Research Article, J Virol Antivir Res Vol: 6 Issue: 3
Isolation and Identification of Enteroviruses from Sewage and Sewage-Contaminated Water Samples from Ibadan, Nigeria, 2012-2013
Johnson Adekunle Adeniji1,2, Adetunji Oladapo Adewale1, Temitope Oluwasegun Cephas Faleye1,3, Moses Olubusuyi Adewumi1*
1Department of Virology, College of Medicine, University of Ibadan, Ibadan, Oyo State, Nigeria
2WHO National Polio Laboratory, University of Ibadan, Ibadan, Oyo State, Nigeria
3Department of Microbiology, Faculty of Science, Ekiti State University, Ado Ekiti, Ekiti, State, Nigeria
*Corresponding Author : Moses Olubusuyi Adewumi
Department of Virology, College of Medicine, University of Ibadan, Ibadan, Oyo State, Nigeria
Tel: +2348060226655
E-mail: adewumi1@hotmail.com
Received: October 23, 2017 Accepted: November 06, 2017 Published: November 14, 2017
Citation: Adeniji JA, Adewale AO, Faleye TOC, Adewumi MO (2017) Isolation and Identification of Enteroviruses from Sewage and Sewage-Contaminated Water Samples from Ibadan, Nigeria, 2012-2013. J Virol Antivir Res 6:3. doi: 10.4172/2324-8955.1000177
Abstract
In 2010, we described sewage contaminated water (SCW) bodies that consistently yielded enteroviruses (EVs) in enterovirus surveillance (ES) sites in Lagos, Nigeria. By 2012, we demonstrated the presence and circulation of Wild Poliovirus 3 (WPV3) in these ES sites. Here we describe ES sites that consistently yield EVs in Ibadan metropolis southwest Nigeria.

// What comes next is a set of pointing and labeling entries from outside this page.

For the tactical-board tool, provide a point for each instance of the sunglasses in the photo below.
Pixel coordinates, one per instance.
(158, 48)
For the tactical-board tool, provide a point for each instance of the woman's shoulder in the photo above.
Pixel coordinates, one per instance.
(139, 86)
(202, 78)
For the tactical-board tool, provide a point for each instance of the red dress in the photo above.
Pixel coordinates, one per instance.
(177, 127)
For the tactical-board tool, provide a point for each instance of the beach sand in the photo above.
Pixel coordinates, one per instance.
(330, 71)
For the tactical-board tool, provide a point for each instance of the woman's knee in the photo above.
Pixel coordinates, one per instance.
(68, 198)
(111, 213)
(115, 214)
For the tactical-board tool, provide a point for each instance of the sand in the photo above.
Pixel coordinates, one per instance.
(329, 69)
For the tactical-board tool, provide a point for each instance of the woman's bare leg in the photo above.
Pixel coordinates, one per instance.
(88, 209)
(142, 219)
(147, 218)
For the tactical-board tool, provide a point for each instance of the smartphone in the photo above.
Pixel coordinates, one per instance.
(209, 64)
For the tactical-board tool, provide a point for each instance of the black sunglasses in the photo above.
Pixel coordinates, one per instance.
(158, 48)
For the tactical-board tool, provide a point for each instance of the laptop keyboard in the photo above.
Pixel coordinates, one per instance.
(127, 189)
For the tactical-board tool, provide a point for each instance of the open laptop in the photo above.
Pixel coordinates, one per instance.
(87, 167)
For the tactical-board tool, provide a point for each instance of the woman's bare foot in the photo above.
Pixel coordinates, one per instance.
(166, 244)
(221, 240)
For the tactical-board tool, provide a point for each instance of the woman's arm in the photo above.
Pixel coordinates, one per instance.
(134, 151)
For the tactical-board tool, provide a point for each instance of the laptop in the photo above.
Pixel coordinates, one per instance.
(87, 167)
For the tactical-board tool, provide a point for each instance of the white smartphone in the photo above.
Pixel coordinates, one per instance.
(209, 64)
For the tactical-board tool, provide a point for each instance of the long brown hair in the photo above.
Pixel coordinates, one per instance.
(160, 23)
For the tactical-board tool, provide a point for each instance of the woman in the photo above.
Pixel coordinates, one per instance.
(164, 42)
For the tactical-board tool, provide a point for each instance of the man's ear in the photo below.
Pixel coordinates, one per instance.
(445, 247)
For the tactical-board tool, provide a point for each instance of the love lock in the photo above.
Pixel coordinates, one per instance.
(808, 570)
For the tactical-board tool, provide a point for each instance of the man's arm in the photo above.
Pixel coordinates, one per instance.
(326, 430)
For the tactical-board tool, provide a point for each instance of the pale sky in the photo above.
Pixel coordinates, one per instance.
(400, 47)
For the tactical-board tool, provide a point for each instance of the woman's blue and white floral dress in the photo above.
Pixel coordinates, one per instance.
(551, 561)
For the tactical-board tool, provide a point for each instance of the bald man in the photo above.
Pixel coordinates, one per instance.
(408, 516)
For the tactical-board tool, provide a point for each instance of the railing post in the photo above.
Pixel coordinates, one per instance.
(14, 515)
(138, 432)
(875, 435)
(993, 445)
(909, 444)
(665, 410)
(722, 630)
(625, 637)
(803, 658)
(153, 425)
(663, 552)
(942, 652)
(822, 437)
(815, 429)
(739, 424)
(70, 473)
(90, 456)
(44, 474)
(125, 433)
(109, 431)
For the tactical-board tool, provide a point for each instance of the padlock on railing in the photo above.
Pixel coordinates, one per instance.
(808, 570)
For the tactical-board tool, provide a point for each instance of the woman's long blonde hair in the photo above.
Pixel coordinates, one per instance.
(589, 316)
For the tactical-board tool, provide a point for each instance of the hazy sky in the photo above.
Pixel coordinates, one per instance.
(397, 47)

Twenty-five ES samples were collected by grab method from nine sites between October, 2012 and March, 2013. Samples were concentrated and four (RD, HEp2C, MCF-7 and L20B) different cell lines used for virus isolation from the concentrates. Isolates were subjected to RNA extraction, cDNA synthesis, PanEnterovirus 5l-UTR and VP1 assays. Unidentifiable isolates were further subjected to species-specific RTPCR assays. Amplicons were sequenced, isolates identified and subjected to phylogenetic analysis.
Twenty-five isolates were recovered from 8 (32%) of the samples collected. Twenty-three of the isolates were identified as EVs by the PanEntero5l-UTR assay. Thirteen (57%) of the 23 EVs were positive for the VP1 assay, and identified as Coxsackievirus B3 (CVB3) (1 isolate), CVB6 (1 isolate), E6 (2 isolates), E7 (5 isolates), E11 (1 isolate), E12 (1 isolate) and E13 (2 isolates). None and 2 (25%) of the remaining isolates were positive for the EV-B and EV-C assays, respectively. The 2 EV-C positive enteroviruses were isolated on MCF-7.
This study describes three very productive ES sites, and documents the presence of CVB3, CVB6, E6, E7, E11, E12 and, E13 in Ibadan, Nigeria. Including other cell lines in EV isolation protocols can broaden the diversity of EV types recoverable.